Status: Active development (MVP in progress). This page reflects the current blueprint, MVP scope, and targets; some items are in-flight.
Project Snapshot
Unified Behavioral Telemetry (UBT) is an open, opinionated blueprint for behavioral data pipelines. It unifies ingestion, enrichment, storage, and visualization across web, mobile, and IoT—designed to be AI‑ready and cost‑efficient from day one. One deployment supports multiple independent “spaces” (e.g., clickstream, IoT, ML feedback) with shared infrastructure but isolated schemas, access, and dashboards. Baseline stack: Node.js collectors and services, Kafka + Schema Registry (+ DLQ), ClickHouse for real‑time aggregates, and Grafana for visualization. Target infra cost is <$4 per 1M events with sub‑2‑minute ingestion‑to‑dashboard latency.
Problem Context
Teams repeatedly rebuild telemetry for apps and devices, ending up with fragmented tools, inconsistent event contracts, vendor lock‑in, and rising cost. Even worse, data is often not AI‑ready—locked in products, under‑modeled, or too slow/expensive to use for summarization and anomaly notes. UBT addresses this with open components, consistent contracts, space isolation, and curated models that make behavioral data ready for dashboards and AI use cases.
Key Technical Challenges
- Consistent instrumentation (JS/mobile/firmware) with versioned, validated schemas and CI checks.
 
- Space isolation and governance: namespaces, ACLs, retention, quotas, and dashboard scoping.
 
- Short‑lived auth (ES256/RS256 JWT) with per‑space keys and simple edge protections.
 
- Sub‑2‑minute aggregates at predictable cost; replay and DLQ workflows that are safe to operate.
 
- PII minimization/masking, lineage, and auditability without heavy operational overhead.
 
- Interoperable tracks: DIY Docker and an AWS‑native option while keeping schemas and dashboards shared.
 
Solution Architecture
Event‑driven pipeline with opinionated defaults (schemas, topic naming, materialized views, dashboards) and space‑level configuration files (/config/<space>.space.json). Collectors batch events to an API behind an edge; the API validates short‑lived tokens and publishes to Kafka topics per space with Schema Registry enforcement and DLQs. A Runner service executes enrichment (PII masking, geo/device joins), storage writer (ClickHouse inserts with partitioning/TTL), and the AI Narrator (weekly summaries/voice briefs). Grafana dashboards sit on curated ClickHouse views; replay/export endpoints support ad‑hoc analysis and backfills.

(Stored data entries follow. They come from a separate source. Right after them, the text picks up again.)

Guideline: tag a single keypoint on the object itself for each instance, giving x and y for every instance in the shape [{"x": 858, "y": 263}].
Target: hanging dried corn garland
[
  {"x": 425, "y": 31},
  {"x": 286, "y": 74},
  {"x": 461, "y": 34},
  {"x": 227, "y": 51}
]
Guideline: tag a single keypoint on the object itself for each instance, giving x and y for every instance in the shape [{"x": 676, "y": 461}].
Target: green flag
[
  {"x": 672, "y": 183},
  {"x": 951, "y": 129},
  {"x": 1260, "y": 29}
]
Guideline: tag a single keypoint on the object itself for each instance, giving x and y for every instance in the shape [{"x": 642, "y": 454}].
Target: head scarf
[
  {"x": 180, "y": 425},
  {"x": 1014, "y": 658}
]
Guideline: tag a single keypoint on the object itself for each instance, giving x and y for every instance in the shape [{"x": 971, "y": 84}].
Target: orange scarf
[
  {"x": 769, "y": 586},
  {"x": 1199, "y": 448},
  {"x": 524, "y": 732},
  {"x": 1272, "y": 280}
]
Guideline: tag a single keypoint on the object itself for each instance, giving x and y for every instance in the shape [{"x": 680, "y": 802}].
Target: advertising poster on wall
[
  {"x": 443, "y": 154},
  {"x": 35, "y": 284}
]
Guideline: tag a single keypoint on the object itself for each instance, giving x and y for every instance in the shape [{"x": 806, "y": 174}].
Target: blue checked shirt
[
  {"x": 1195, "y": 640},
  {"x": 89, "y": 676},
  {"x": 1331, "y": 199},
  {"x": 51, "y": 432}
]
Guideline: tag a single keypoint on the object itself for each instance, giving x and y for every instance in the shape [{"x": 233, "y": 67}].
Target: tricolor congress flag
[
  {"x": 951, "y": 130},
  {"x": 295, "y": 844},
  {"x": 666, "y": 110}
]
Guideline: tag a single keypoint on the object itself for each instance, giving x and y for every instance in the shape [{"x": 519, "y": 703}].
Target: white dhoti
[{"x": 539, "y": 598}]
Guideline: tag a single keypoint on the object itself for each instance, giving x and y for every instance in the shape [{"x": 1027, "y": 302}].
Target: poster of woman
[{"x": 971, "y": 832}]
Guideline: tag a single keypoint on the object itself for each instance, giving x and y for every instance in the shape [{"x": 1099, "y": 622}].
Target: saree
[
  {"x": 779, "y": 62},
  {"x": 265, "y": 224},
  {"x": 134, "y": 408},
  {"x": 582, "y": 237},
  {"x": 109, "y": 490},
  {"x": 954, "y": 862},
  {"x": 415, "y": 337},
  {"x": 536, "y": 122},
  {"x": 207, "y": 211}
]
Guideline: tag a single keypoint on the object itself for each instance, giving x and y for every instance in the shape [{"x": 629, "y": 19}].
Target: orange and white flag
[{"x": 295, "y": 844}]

Technology Highlights (Planned/Alpha)
- Instrumentation kit: JS/mobile guidance + firmware event template; schema contracts + validation.
 
- API Service + collectors with batching, backpressure, and short‑lived JWT auth (per space).
 
- Kafka backbone with Schema Registry, topic conventions, DLQ, and replay tools.
 
- Runner jobs: enrichment (PII masking, geo/device joins), storage writer (ClickHouse), AI Narrator.
 
- ClickHouse materialized views for sessions, funnels, retention cohorts, and device health.
 
- Grafana dashboard packs with alerts; curated views target <5s panel latency.
 
- IaC modules for DIY (Docker/Terraform) and AWS‑native tracks; shared schemas/dashboards across both.
 
- Governance: space isolation, ACLs, retention, audit logs, and schema compatibility gates in CI.
 
Target Outcomes
- First useful dashboards within two weeks from kick‑off (clickstream and IoT spaces).
 
- Ingestion‑to‑dashboard p50 < 2 minutes for top aggregates.
 
- Infra cost baseline under $4 per 1M events (storage + compute), with tuning guidance.
 
- 
95% schema‑validated events; clear DLQ/replay playbooks and CI compatibility checks.
 
- Space isolation by default: namespaces, ACLs, per‑space retention and dashboards.
 
- AI Narrator “Exec Brief” available weekly (text + optional voice note) per stakeholder.
 
MVP Scope (Phase‑1)
- One deployment serving multiple spaces (clickstream, IoT, ML feedback).
 
- Short‑lived JWT auth per space (ES256/RS256) + JWKS; edge protections.
 
- Kafka + Schema Registry + DLQ; ClickHouse storage with partitioning/TTL; Grafana dashboards.
 
- Opinionated defaults: topic naming, schemas, materialized views, dashboards and alert templates.
 
- Export/replay endpoints; backfill runbooks; CI checks for schema compatibility.
 
KPIs & Measurement
- Latency (ingestion → dashboard): p50/p95.
 
- Cost per 1M events (infra proxy); vendor spend share trending down.
 
- Schema validation pass rate; DLQ rate; replay success.
 
- Pipeline availability (ingestion + storage) and query performance.
 
- AI readiness and usage: Narrator adoption and summary accuracy.